Proverbs 14:30 calls jealousy “a cancer that eats away the bones.” The tenth commandment warns that we sin against God when we covet what belongs to our neighbors. In Romans 13, Paul writes that all sin, including envy, is ultimately a failure to follow Jesus’ command to love our neighbors as we love ourselves. “Love,” Paul says, “does no harm to others.”
Is it harmful to take the excess wealth from those who are rich and spread it around? The prophet Micah in the second chapter seems to say so. He condemns Israel for seizing their neighbor’s lands, belongings and homes, and for stealing the inheritance that rightly belongs to their neighbor’s children. Yes, God has plenty to say about the corrupting powers of wealth, but he seems to be no fan of involuntary fiscal confiscation as an alternative.

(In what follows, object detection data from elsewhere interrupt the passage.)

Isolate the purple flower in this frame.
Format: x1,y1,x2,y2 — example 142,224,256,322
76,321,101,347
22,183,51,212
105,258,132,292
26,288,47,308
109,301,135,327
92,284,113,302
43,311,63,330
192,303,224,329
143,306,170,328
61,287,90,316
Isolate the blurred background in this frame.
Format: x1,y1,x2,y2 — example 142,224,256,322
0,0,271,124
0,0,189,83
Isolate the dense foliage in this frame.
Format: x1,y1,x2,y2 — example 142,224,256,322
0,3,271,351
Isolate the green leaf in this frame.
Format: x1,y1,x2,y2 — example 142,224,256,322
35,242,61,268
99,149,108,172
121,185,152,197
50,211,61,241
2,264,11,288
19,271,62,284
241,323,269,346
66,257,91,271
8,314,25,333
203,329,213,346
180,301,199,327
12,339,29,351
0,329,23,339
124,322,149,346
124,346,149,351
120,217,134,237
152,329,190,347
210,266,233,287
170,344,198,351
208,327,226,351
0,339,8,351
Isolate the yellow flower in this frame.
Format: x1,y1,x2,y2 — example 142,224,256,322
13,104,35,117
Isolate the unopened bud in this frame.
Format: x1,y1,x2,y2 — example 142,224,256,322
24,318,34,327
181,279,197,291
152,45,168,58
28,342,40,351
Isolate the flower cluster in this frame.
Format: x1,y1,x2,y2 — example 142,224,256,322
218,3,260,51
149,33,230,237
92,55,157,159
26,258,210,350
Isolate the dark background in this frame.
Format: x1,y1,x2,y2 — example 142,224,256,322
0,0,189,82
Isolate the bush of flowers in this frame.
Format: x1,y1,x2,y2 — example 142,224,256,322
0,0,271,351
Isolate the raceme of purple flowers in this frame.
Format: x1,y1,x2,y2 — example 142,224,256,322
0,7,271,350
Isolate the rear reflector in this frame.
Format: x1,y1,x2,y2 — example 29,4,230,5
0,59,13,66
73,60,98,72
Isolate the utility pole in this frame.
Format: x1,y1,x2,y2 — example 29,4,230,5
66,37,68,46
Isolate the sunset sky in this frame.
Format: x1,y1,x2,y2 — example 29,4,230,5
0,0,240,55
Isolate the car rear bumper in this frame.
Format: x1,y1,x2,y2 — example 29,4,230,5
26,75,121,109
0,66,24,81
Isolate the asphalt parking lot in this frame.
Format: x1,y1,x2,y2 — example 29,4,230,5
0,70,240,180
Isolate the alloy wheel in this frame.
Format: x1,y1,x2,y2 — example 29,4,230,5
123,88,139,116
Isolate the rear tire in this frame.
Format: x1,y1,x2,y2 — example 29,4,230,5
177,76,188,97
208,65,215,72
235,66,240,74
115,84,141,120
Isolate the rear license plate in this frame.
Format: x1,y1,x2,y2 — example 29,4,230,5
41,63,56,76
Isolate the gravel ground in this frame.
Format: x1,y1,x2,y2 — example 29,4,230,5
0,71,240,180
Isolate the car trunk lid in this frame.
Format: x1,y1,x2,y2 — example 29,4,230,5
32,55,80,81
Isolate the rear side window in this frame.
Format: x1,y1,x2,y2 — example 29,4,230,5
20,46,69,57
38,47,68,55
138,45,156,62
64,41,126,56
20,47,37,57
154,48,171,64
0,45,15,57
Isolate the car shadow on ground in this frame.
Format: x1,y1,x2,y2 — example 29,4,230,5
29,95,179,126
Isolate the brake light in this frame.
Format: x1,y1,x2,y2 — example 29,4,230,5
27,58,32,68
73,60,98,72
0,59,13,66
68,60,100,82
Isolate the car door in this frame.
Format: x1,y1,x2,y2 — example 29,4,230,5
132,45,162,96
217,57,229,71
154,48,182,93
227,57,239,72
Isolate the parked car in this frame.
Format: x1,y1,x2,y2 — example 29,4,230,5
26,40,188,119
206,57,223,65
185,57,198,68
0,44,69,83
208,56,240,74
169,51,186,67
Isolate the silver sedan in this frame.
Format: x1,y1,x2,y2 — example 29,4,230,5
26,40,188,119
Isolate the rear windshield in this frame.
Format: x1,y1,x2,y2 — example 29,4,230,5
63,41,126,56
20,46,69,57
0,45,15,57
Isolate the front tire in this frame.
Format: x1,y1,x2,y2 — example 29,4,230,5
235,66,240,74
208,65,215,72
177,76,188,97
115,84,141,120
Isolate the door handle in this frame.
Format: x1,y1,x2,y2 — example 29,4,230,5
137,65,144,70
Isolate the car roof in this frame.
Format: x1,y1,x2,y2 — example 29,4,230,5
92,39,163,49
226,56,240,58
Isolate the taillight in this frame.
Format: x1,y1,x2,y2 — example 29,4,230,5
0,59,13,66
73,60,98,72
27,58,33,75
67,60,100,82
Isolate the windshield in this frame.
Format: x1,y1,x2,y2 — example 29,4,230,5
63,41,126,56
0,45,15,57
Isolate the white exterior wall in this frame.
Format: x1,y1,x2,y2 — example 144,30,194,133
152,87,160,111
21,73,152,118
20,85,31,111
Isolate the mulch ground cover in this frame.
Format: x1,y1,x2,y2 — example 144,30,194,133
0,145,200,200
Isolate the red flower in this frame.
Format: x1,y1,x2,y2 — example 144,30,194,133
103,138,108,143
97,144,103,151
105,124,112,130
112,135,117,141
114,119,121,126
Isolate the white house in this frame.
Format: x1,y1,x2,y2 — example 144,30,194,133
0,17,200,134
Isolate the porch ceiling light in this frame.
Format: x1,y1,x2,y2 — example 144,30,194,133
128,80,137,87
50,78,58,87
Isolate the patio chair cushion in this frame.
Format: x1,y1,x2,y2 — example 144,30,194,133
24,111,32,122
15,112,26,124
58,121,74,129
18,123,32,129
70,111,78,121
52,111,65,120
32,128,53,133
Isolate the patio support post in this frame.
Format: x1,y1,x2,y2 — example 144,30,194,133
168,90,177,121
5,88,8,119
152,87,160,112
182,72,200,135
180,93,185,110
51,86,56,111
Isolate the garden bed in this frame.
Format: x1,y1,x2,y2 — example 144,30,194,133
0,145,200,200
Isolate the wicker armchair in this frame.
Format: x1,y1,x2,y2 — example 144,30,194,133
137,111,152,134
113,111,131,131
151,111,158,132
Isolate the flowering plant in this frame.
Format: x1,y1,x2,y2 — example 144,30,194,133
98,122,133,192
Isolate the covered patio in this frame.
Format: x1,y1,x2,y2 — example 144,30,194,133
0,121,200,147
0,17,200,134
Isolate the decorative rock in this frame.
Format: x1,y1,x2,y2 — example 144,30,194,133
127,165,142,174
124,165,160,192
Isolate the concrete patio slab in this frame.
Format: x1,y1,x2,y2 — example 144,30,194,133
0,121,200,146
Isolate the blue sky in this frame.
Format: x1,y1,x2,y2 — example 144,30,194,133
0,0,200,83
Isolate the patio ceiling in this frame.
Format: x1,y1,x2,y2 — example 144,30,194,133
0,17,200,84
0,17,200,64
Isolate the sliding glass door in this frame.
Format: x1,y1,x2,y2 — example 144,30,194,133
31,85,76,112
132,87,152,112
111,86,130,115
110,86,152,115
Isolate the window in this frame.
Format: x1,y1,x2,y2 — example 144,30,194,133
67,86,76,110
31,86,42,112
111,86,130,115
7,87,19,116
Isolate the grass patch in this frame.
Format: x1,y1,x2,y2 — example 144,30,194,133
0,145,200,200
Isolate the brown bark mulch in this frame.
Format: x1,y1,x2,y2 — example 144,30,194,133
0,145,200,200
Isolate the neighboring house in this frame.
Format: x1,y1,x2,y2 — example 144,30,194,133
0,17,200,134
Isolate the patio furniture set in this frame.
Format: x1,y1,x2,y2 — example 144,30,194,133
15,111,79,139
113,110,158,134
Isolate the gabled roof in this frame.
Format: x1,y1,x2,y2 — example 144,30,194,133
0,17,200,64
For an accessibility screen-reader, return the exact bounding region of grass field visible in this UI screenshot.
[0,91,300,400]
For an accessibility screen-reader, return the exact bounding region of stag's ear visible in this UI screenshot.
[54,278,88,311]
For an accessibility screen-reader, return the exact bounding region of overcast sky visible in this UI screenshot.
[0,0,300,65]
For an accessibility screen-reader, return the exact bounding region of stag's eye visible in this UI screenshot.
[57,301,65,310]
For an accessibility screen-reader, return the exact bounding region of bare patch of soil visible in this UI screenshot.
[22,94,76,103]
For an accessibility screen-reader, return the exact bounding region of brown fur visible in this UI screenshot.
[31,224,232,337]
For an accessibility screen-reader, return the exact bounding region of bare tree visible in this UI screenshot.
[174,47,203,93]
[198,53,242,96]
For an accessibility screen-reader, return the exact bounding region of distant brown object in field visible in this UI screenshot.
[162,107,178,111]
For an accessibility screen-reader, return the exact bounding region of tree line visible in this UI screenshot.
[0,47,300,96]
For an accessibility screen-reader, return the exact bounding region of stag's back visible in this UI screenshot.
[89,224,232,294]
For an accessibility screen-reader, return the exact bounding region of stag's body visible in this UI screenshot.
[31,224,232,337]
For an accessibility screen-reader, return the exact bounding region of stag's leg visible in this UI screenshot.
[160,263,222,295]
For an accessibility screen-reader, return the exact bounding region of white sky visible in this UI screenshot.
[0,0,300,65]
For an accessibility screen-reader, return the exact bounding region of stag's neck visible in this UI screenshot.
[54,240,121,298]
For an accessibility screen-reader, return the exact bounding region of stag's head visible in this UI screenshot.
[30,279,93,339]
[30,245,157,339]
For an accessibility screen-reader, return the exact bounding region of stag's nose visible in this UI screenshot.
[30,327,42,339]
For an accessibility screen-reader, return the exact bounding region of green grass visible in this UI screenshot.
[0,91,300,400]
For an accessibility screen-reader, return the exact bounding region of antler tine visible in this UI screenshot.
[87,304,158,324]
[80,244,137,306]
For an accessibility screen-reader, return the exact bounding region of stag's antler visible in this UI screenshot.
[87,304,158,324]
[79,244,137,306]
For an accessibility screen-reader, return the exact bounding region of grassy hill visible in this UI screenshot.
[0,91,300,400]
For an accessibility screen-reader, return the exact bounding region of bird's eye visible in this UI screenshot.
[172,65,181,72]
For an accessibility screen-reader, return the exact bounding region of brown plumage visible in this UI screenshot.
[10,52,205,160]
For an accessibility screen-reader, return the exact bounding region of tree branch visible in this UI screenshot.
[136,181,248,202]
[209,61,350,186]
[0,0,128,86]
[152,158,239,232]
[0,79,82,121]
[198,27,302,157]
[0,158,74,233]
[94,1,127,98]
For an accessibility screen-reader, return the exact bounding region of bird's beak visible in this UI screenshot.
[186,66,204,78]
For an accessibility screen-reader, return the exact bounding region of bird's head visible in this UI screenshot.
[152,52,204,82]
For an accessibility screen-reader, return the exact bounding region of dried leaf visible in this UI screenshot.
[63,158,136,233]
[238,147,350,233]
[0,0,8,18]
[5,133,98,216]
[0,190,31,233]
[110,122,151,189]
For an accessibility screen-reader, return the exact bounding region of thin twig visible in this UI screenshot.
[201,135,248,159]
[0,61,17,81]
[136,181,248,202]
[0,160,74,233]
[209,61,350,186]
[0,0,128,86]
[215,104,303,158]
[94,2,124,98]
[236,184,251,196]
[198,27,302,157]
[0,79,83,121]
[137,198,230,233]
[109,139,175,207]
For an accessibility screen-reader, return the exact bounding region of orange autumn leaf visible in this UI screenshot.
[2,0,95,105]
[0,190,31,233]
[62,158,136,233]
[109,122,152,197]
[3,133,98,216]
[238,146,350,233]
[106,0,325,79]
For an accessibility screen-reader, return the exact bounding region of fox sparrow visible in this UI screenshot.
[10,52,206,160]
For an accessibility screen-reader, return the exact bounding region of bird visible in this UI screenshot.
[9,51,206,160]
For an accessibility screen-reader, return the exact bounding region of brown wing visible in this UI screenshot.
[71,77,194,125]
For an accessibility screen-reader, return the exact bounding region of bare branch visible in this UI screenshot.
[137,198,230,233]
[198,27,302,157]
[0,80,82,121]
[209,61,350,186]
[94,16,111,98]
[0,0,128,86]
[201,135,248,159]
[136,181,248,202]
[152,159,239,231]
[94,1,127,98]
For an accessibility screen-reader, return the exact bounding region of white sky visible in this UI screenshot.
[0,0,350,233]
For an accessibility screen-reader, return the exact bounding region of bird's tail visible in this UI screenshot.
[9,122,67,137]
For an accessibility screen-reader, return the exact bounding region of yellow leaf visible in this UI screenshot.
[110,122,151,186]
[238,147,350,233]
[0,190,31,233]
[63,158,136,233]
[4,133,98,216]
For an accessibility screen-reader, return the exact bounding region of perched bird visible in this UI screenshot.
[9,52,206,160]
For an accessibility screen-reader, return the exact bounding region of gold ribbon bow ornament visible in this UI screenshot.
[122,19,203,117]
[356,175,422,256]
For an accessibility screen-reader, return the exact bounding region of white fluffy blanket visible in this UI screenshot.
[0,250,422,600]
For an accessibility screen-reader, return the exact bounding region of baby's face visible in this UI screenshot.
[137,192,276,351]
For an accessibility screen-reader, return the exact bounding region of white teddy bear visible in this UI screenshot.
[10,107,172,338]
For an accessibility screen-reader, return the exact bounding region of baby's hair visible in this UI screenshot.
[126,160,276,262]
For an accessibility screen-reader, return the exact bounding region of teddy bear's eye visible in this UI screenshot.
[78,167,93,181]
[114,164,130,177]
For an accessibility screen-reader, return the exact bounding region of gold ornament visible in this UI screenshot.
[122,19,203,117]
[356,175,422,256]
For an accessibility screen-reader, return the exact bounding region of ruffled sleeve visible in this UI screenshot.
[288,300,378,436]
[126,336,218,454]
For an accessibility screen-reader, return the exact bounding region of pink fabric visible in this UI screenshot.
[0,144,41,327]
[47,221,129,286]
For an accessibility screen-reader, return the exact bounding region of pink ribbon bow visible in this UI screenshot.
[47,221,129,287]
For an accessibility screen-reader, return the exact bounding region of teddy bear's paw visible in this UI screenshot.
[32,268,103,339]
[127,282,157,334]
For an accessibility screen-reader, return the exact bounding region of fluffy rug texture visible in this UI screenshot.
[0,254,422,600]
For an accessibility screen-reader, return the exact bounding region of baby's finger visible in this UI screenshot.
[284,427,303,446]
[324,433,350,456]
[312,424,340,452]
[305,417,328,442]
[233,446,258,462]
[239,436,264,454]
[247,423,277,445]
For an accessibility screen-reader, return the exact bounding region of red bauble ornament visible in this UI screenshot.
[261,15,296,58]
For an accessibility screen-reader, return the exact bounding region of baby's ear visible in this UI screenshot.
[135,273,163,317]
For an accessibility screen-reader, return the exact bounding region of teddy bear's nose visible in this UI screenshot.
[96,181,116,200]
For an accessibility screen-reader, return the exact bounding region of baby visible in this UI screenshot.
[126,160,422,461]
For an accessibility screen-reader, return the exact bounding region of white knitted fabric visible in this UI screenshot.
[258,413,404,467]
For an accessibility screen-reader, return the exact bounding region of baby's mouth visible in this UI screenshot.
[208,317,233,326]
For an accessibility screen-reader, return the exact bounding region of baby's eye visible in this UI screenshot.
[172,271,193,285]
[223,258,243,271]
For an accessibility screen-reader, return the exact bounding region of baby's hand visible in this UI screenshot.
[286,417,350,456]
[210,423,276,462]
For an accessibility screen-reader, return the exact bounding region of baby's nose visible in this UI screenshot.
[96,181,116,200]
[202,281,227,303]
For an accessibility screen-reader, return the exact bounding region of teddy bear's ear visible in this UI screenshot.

James goes further, blaming envy and jealousy as the root cause of many of the divisions he saw in the church, and by extension, in society at large:
What is causing the quarrels and fights among you? Don’t they come from the evil desires at war within you? You want what you don’t have, so you scheme and kill to get it. You are jealous of what others have, but you can’t get it, so you fight and wage war to take it away from them. Yet you don’t have what you want because you don’t ask God for it. — James 4:1-2, NLT
“You don’t have what you want because you don’t ask God for it” means that our lives will be in balance once we look to God for our needs — not government, not Wall Street, not the rich, not my neighbor, but God.
The OWS movement is all about implementing envy-driven schemes that permit us to take what doesn’t belong to us, so that others foot the bill for my life needs and life choices.
Our politicians have foolishly incited the mob to make a virtue of envy. The heart’s appetite for what it wants and doesn’t have knows no limits. President Obama and his supporters would be wise to stuff this violent genie back into the bottle now, while they still can.